See our photo gallery from the event here.

John Stergides’ Electrocoin played host with next-door neighbours United Distributing Company, headed by the evergreen Derek Horwood.

They welcomed operators from seaside locations, adult gaming centres, bingo clubs, bowling centres, inland arcades and FECs. “We have the widest range of equipment we’ve ever hosted,” said UDC’s Mark Horwood. “We have gone to extra lengths this year to turn the showroom into a very large exhibition stand – even bigger than the display at EAG in January.”

Colleague Matt Bland said: “We had around 100 games at EAG. I think we have about the same here today, but we can display them more freely here so that excellent games like Treasure Hammer and Grab and Stix – both prize games – and the Elaut pusher Smurf in its two-player version, get the prominence that they deserve.”

Next door, Gabino Stergides reckoned that the trends this year were not quite so subject to peaks and troughs as pre-Covid-19. “Those peaks and troughs are a little more rounded now, as operators seem not so desperate this year to get deliveries before Easter.” That may have been a consequence of Electrocoin’s strong presence in the AGC sector, because the view was not echoed next door where Mark Horwood said: “For us, Easter remains critical. We have a very strong business with the seasides and they will order at EAG in January but Easter delivery is critical. If we get a sunny Easter, then the latest games can make all the difference to the seaside arcades."

Understandably, Elaut cranes featured strongly in the UDC line-up, backed in-person by CEO Eric Verstraeten and international sales manager Stefaan Vaerewyck, travelling to the Open Day from Belgium.

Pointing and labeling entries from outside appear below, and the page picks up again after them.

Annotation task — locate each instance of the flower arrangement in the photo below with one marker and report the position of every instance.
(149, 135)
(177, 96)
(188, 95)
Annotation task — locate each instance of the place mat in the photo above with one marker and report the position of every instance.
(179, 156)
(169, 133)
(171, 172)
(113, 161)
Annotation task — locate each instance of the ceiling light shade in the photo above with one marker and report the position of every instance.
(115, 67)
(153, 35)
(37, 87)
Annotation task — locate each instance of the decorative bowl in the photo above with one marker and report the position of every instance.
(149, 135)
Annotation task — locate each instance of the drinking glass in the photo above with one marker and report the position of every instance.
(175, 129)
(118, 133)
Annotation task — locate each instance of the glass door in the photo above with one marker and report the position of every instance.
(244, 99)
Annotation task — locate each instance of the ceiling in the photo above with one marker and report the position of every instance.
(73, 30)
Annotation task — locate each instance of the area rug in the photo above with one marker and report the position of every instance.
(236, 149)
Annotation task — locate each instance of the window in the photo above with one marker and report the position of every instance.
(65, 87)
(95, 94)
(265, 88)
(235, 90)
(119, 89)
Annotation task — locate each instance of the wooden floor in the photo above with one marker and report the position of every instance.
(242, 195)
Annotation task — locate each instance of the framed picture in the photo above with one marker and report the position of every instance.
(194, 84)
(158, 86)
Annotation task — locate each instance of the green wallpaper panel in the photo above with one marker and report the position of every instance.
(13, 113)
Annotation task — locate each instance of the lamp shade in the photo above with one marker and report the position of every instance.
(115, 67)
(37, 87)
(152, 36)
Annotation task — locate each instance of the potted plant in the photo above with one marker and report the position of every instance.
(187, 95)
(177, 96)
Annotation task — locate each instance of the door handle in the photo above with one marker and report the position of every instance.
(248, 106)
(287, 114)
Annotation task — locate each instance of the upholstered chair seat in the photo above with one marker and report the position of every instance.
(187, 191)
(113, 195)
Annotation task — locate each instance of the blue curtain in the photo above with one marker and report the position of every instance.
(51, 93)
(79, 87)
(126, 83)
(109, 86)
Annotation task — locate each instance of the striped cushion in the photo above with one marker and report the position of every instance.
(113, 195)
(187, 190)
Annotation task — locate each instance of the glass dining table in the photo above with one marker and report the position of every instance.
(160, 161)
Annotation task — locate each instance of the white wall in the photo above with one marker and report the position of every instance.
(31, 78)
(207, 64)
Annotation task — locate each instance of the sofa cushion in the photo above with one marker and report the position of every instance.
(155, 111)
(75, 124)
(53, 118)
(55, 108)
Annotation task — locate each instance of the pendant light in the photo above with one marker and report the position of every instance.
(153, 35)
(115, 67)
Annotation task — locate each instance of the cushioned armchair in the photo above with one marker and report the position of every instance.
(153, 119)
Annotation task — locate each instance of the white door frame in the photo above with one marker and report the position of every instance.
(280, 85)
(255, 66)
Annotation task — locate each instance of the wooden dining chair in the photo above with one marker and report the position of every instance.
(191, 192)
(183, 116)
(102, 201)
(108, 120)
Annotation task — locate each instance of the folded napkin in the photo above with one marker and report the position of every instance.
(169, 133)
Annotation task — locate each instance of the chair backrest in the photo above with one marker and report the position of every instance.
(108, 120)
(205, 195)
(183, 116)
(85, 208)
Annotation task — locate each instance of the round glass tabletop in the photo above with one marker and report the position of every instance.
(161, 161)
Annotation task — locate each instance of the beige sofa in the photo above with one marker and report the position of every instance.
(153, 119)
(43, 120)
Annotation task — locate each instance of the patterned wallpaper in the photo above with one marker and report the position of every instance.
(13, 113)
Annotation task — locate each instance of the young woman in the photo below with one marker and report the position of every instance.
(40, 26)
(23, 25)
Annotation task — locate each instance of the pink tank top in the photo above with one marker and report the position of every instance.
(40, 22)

That Elaut range was supported by a huge range of novelties, pushers and ticket redemption games, developed in-house at UDC and imported from the US and Asia.

Next door there were plenty of redemption games too, from big name companies like Sega and Bandai Namco, Harry Levy and Cosmic Leisure, gaming machine giants like Novomatic, Blueprint and Amatic represented by Genesis Games; Reflex Leisure was there and a host of ancilliary equipment and service suppliers such as Quixant, GeWeTe, Playsafe, E-Service, Elmac from Italy, Cummins Allison and Ask, plus pinball’s Stern.

The F&B options were there as always, served up by busy staff members from both companies, supplemented by the traditional ice cream van.

“This is not really a selling exercise,” commented Mark Horwood. “There is a little business taking place, of course, but the main object for visitors is to network with other operators, reveal trends and recommendations and plan next year’s purchases.”